Con lo scoppio della crisi finanziaria che dal 2007 a oggi si è trasformata in una delle congiunture economiche globali più difficili di sempre, ci si aspettava che la politica prendesse in mano la situazione e mettesse in campo provvedimenti per evitare il ripetersi di comportamenti speculativi dagli effetti potenzialmente disastrosi. Ma lo scandalo che sta riguardando le manipolazioni sul Libor (il tasso a cui si scambiano denaro le banche britanniche, utilizzato, proprio come l’Euribor per la zona Euro, come riferimento per la concessione di mutui e prestiti a cittadini e imprenditori) ci restituisce una realtà diversa.

Barclay’s, colosso del credito britannico, ha infatti ammesso di aver falsificato i meccanismi di determinazione del Libor tra il 2005 e il 2009, per poter agevolare le proprie scommesse speculative. L’indagine si sta estendendo ad altre banche, ovviamente, perché l’individuazione del tasso è basata sui dati forniti da più istituti. Intanto, mentre collabora all’incriminazione delle concorrenti, Barclay’s ha versato 290 milioni di sterline (450 milioni di euro) come multa per il proprio comportamento.

Tale fenomeno speculativo è stato reso possibile, probabilmente, dalla convinzione delle banche di poter agire impunemente all’interno dei mercati finanziari, incuranti dei rischi e degli svantaggi che i loro comportamenti determinavano nelle vite delle persone che chiedevano soldi in prestito e che, a causa di tali operazioni, si sono trovate magari a dover cambiare stile di vita, affrontare difficoltà non previste, mentre le banche incrementavano i propri profitti.

La riforma cui facevamo riferimento in apertura avrebbe dovuto interessare molti aspetti del funzionamento del meccanismo economico-finanziario, dall’aumento dei livelli di mezzi propri degli istituti di credito -come suggerisce il sito di promozione della finanza solidale finansol.it-, alla separazione netta tra banca al servizio del mondo produttivo e banca speculativa, alla riduzione delle dimensioni degli istituti più grandi, al blocco dei paradisi fiscali, alla profonda riforma del sistema dei derivati a quella delle agenzie di rating.

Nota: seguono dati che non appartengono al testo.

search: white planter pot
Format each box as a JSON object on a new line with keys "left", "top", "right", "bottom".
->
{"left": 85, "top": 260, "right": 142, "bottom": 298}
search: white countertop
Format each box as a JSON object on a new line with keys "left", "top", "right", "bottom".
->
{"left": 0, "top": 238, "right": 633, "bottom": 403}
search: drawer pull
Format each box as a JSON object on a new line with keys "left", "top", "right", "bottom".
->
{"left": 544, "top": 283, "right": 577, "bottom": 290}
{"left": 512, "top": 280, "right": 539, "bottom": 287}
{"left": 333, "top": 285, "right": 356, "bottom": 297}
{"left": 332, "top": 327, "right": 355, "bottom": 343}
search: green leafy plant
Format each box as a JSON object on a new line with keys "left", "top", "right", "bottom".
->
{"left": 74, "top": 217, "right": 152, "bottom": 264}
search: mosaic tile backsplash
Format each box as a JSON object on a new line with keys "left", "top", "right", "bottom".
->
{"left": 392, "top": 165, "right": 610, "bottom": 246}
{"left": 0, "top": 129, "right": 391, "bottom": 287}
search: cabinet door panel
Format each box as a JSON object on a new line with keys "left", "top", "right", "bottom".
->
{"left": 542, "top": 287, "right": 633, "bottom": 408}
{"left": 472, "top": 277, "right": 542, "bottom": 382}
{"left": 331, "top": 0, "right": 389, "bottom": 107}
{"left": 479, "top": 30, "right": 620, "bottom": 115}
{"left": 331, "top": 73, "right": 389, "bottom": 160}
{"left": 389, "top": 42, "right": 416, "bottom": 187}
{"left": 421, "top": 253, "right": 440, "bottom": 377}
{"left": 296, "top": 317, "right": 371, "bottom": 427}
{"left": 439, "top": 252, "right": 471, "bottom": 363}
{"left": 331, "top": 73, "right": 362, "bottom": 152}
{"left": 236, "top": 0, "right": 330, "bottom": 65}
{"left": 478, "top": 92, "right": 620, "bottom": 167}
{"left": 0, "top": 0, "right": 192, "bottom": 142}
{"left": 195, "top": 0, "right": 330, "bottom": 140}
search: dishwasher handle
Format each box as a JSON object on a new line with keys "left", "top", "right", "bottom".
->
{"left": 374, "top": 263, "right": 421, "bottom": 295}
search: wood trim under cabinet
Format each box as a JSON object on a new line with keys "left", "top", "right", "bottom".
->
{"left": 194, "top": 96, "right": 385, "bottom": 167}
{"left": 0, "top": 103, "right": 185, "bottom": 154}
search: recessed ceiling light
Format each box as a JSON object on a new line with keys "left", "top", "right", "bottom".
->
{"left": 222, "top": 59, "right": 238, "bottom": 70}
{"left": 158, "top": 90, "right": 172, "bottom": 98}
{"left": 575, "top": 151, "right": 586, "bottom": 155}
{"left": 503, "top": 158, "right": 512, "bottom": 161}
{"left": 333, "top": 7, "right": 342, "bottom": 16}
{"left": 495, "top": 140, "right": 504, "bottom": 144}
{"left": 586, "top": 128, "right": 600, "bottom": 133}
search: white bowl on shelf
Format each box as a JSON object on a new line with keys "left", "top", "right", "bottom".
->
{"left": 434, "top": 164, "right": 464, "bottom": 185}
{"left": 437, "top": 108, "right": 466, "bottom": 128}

Ma con i provvedimenti messi in campo o programmati in questi ultimi anni con grande fatica, in particolare con il Dodd-Frank Act negli Stati Uniti, con quanto previsto nel Vickers Report britannico, con il nuovo schema di Basilea3 in tema di capitalizzazione e liquidità delle banche, e con le riforme portate avanti a livello di Unione Europea, non si è andati molto avanti. I provvedimenti citati appaiono, in generale, tardivi, deboli, incompleti e comunque con grandi difficoltà di applicazione.

Tra le cose che la crisi ha fatto meglio comprendere all’opinione pubblica -elenca ancora finansol.it– ci sono da ricordare, da una parte, la constatazione dei grandi condizionamenti che il mondo finanziario è in grado di esercitare su di una classe politica in genere debole e incompetente; dall’altra, parallelamente, la dimostrazione che mentre i governi sono pronti a svenarsi per salvare il sistema bancario -solo in Europa siamo vicini ormai ai 5mila miliardi di euro mobilitati in questi ultimi anni per tenere in piedi il sistema-, essi non trovano invece mai i soldi per sostenere un sistema di welfare ormai in profonda crisi, né, più semplicemente, per soccorrere in qualche modo gli strati più bisognosi della popolazione.

Un’ultima riflessione su tale ragionamento la offre un articolo del blog di giornalismo investigativo Counterpunch (traduzione di Domenico D’Amico), riferito alla realtà statunitense, ma esportabile anche al caso europeo: «Nessuno viene chiamato a rendere conto di questa foia pazzesca per il profitto a breve termine, anche se illusorio, di cui fa le spese il benessere economico a lungo termine. I responsabili ricevono riparo dalla devastazione che seminano grazie alla prodiga formula del “troppo grande per fallire” e i soldi dei contribuenti. Niente di cui sorprendersi, visto che questi truffatori possiedono sia il partito Democratico sia quello Repubblicano. Non c’è migliore prova di questa: dopo essere state salvati, i bankster (neologismo costruito dall’unione di banker –banchiere- e gangster) proseguono con la loro orgia speculativa e i loro scandali, mentre i lavoratori continuano a subire gli effetti della Grande Depressione. Se i partiti statunitensi fossero anche solo in minima parte indipendenti dall’élite finanziaria, avrebbero fatto mettere in galera i responsabili della crisi economica, confiscato i loro patrimoni, alzato di netto le tasse sui ricchi, e utilizzato queste nuove entrate per creare occupazione, un’istruzione pienamente pubblica, assistenza sanitaria per tutti, e la ricostruzione delle nostre infrastrutture in sfacelo».